FreeBSD Jails lack the same fine-grained isolation choices versus the base system that the Linux kernel exposes through namespaces and cgroups.

That's not to say that Jails don't capture most of the value I argue containers have, but they're a different generation of design.

Also, I wrote the article for the Linux Journal, which obviously affects the solutions explored.

1 comments

What can cgroups and namespaces do that rctl and capsicum can't? I assume with namespaces you can have multiple processes running with the same PID?
RCTL can enforce specific limits, which is good if you either want to divide resources such that there can't be (or is unlikely to be) contention.

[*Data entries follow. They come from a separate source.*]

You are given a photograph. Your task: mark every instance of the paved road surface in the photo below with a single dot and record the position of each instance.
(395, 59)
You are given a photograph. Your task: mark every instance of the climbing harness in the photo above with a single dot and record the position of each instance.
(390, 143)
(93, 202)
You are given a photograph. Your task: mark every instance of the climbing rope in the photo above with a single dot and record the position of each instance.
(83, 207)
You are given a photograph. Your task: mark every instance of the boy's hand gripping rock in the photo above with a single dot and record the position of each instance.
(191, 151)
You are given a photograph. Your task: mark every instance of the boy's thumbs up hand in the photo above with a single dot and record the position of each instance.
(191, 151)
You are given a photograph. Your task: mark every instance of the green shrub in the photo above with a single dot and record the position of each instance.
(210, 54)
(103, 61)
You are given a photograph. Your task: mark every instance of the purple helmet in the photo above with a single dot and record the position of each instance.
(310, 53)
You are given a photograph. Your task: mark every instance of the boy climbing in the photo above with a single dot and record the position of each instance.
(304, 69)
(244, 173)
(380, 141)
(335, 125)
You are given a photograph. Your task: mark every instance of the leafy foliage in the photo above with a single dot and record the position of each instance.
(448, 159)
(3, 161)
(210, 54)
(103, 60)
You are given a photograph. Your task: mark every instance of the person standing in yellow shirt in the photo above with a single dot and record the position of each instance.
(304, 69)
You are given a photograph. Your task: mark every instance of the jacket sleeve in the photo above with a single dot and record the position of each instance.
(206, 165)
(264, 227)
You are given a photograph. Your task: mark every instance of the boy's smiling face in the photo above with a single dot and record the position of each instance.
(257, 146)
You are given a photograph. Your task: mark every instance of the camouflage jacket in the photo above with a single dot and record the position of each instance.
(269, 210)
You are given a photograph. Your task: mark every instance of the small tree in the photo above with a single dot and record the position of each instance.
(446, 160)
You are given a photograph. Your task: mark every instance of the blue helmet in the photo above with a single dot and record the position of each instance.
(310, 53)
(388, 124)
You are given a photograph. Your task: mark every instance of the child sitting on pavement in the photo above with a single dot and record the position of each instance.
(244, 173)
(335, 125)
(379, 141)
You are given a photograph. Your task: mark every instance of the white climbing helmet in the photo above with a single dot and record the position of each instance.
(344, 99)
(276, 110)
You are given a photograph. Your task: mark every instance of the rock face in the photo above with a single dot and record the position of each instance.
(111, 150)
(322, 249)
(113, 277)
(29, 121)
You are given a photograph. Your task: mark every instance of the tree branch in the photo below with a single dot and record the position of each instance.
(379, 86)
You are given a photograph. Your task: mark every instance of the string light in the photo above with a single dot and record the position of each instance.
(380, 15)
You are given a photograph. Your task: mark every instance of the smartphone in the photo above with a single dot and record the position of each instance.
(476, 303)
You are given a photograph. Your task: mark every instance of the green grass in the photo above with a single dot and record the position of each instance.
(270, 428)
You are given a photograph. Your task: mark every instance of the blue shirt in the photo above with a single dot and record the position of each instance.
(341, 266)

cgroups offers hard limits for some things, like memory, but it mostly opts for a model using "shares" that determine the fractional access to resources versus other cgroups holding shares against the same resource.

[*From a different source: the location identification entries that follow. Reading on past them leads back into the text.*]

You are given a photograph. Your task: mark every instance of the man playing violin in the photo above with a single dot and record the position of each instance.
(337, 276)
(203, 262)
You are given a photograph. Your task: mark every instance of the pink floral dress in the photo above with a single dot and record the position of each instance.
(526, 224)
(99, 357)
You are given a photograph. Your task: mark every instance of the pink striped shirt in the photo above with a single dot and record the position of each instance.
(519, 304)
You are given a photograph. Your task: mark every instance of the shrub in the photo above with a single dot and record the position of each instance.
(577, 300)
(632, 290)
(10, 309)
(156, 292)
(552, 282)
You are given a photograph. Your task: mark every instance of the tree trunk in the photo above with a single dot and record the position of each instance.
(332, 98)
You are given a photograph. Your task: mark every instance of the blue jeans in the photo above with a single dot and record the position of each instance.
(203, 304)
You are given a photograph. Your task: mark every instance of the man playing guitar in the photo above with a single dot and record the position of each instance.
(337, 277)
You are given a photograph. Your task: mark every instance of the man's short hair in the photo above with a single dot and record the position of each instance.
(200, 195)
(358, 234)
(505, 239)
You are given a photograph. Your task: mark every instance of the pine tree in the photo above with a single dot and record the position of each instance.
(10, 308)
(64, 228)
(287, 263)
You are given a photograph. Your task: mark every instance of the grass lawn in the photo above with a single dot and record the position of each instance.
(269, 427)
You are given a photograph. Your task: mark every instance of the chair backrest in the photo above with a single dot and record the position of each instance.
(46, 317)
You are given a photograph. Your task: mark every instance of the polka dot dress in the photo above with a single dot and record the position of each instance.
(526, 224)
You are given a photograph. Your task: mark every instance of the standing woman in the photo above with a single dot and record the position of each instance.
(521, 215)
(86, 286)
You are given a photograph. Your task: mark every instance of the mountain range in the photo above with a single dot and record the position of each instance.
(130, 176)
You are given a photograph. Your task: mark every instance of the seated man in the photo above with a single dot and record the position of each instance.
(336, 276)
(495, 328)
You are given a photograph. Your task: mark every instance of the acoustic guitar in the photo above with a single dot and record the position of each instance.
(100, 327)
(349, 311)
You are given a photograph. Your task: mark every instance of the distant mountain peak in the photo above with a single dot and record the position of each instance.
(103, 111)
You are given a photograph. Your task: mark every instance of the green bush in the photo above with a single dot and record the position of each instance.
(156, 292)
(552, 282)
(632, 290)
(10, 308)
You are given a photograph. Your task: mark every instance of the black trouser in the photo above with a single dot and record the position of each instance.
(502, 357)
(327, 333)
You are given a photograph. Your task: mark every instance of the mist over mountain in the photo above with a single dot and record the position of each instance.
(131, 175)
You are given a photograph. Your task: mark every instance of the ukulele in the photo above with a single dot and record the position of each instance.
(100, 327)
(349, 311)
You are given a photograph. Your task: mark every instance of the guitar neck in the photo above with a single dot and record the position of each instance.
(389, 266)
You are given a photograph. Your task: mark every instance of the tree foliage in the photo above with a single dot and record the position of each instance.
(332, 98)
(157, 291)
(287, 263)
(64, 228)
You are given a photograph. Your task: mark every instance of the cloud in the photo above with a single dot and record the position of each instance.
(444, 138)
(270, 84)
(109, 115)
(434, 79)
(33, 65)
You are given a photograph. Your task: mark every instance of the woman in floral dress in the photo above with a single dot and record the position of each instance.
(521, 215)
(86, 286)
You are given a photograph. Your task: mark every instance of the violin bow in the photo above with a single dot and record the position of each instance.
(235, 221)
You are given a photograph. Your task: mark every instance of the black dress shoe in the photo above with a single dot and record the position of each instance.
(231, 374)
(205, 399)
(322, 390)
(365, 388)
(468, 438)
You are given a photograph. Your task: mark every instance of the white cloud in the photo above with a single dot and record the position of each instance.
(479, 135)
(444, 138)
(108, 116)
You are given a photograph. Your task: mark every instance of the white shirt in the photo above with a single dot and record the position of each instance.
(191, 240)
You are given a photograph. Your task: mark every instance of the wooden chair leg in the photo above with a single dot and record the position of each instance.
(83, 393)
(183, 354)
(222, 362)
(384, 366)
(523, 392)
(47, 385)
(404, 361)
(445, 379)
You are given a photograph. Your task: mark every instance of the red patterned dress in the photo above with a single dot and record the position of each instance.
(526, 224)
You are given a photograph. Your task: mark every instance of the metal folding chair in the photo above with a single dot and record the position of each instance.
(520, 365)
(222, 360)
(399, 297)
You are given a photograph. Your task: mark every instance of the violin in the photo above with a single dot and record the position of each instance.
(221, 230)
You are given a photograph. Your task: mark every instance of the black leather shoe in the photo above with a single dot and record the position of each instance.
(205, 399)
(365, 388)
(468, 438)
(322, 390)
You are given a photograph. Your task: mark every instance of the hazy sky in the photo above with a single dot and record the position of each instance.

For example, assume there's CPU contention. cgroup A has 10 CPU shares and cgroup B has 90. Processes in cgroup A will get 90% of the CPU time, but it will not starve cgroup A because cgroup A will still get 10%.

This shares-based model also has a major effect when there isn't contention. Shares-based resources are burstable. Even cgroup A (with 10 CPU shares) can use 100% of CPU if nothing else needs it.

This "burstable" nature can be good or bad. It's good in the sense that most users will probably get more CPU than their shares guarantee most of the time. It's bad because users can start expecting more than their shares guarantee and get a nasty surprise when resources get under contention.

It's time to drop some analogies.

cgroups are very much like a highway with an HOV lane (or more): anyone can go very fast when there's no contention. But, during rush hour, lanes get distributed as "shares" of the road to the HOV and non-HOV groups. Neither the HOV nor the non-HOV drivers get starved for road access (though responsiveness may not be equivalent, by design).

Traditional "nice" is like emergency vehicle traffic. An ambulance every now and then works fine as "-20 nice" traffic. But, if you filled the road with ambulances, it would starve normal traffic of roadway access.

RCTL is sort of like a person riding reserved right-of-way public transit. From the time the person hops on the train at point A to when they get off at point B, it will be the same duration any time of day. They don't get to go faster during low-traffic times, but they also don't have to worry about a significantly worse experience during rush hour.

Capsicum seems focused on intra-application isolation; I'm not sure how to compare it to other OS-level containers.